Da un lato c’era la pista che portava a profili come Vincenzo Italiano, un allenatore di campo nel senso più puro del termine. Un tecnico reduce da stagioni in costante crescendo, capace di dare un’identità precisa alle sue squadre e di valorizzare le risorse a disposizione attraverso il lavoro quotidiano sul rettangolo verde.

Dall’altro lato c’è Max Allegri, reduce da cinque anni decisamente opachi, costellati di critiche, passi indietro sul piano del gioco e risultati non all’altezza del suo stesso passato. Eppure, a spuntarla è stato il secondo.

È lo specchio fedele di una certa mentalità nostrana: una dinamica in cui il “blasone” del nome conta più dei risultati recenti, dove i traguardi passati fungono da scudo eterno contro i fallimenti del presente.
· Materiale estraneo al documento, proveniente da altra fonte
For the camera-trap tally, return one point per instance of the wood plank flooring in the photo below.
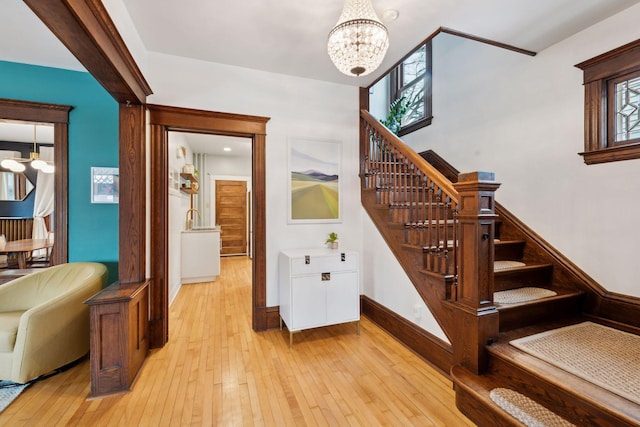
(216, 371)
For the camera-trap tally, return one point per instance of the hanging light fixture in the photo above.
(359, 41)
(16, 164)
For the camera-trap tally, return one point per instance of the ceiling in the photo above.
(289, 37)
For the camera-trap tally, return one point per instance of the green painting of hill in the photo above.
(314, 199)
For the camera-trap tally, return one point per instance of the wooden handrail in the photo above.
(438, 178)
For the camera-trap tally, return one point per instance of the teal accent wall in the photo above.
(93, 141)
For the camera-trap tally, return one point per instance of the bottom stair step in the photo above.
(574, 398)
(473, 399)
(526, 410)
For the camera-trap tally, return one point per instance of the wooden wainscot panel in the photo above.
(119, 336)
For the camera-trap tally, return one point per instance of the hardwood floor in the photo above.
(216, 371)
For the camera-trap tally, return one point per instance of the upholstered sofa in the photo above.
(44, 323)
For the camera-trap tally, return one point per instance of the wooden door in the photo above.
(231, 215)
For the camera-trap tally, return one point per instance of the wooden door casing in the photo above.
(231, 215)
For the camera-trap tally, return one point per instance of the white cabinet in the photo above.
(318, 287)
(200, 255)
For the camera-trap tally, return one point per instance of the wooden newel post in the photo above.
(476, 315)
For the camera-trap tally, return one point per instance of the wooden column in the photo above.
(119, 317)
(476, 316)
(133, 190)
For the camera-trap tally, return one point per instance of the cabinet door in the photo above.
(308, 302)
(343, 298)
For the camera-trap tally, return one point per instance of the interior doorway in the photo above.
(163, 119)
(231, 215)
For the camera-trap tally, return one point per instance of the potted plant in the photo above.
(332, 240)
(397, 111)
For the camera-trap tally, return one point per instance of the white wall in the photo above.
(297, 108)
(522, 118)
(178, 205)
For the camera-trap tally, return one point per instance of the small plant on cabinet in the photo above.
(332, 240)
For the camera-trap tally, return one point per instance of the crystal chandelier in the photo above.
(359, 41)
(17, 164)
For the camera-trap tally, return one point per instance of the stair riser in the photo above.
(479, 414)
(510, 251)
(531, 314)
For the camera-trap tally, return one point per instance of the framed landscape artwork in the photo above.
(314, 181)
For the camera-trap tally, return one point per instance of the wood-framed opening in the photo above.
(58, 115)
(163, 119)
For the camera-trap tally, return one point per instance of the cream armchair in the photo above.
(44, 323)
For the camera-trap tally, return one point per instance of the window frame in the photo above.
(599, 75)
(612, 110)
(397, 86)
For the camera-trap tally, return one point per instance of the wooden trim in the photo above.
(132, 213)
(60, 254)
(192, 120)
(612, 154)
(599, 74)
(164, 119)
(159, 238)
(457, 34)
(259, 264)
(435, 351)
(621, 60)
(57, 114)
(487, 41)
(85, 28)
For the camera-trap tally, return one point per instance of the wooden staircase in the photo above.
(443, 250)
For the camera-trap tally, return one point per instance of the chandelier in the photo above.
(359, 41)
(17, 164)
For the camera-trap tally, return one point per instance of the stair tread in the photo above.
(559, 378)
(561, 293)
(509, 242)
(523, 268)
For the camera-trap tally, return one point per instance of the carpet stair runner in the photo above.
(575, 399)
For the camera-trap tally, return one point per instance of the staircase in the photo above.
(460, 255)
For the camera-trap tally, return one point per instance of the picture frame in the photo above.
(314, 189)
(105, 185)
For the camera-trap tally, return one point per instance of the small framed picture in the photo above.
(314, 181)
(105, 185)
Si preferisce l’usato garantito, o presunto tale, al rischio calcolato del nuovo. È una sorta di “vecchio che avanza” che toglie l’ossigeno alle idee fresche, chiudendo le porte a chi il posto al tavolo dei grandi se lo starebbe guadagnando sul campo, anno dopo anno, prestazione dopo prestazione. Il Napoli, che negli anni d’oro aveva costruito i suoi successi proprio sulle idee di campo e sulla fame di tecnici in rampa di lancio, sembra aver invertito la rotta, dopo Conte ecco Allegri. Da un gestore a un altro gestore, da un grande nome a un altro grande nome. Una staffetta tra pesi massimi del curriculum.

Sia chiaro, il calcio non è una scienza esatta e solo il campo emetterà il verdetto definitivo. Magari il pragmatismo cinico di Allegri sarà esattamente la medicina di cui questo gruppo ha bisogno. Ma l’amarezza di fondo resta: la sensazione che la meritocrazia sia stata ancora una volta superata a destra dal peso politico del curriculum.

Ai posteri l’ardua sentenza, certo. Ma il dubbio che si sia persa un’occasione per guardare davvero al futuro rimane forte. E non poco.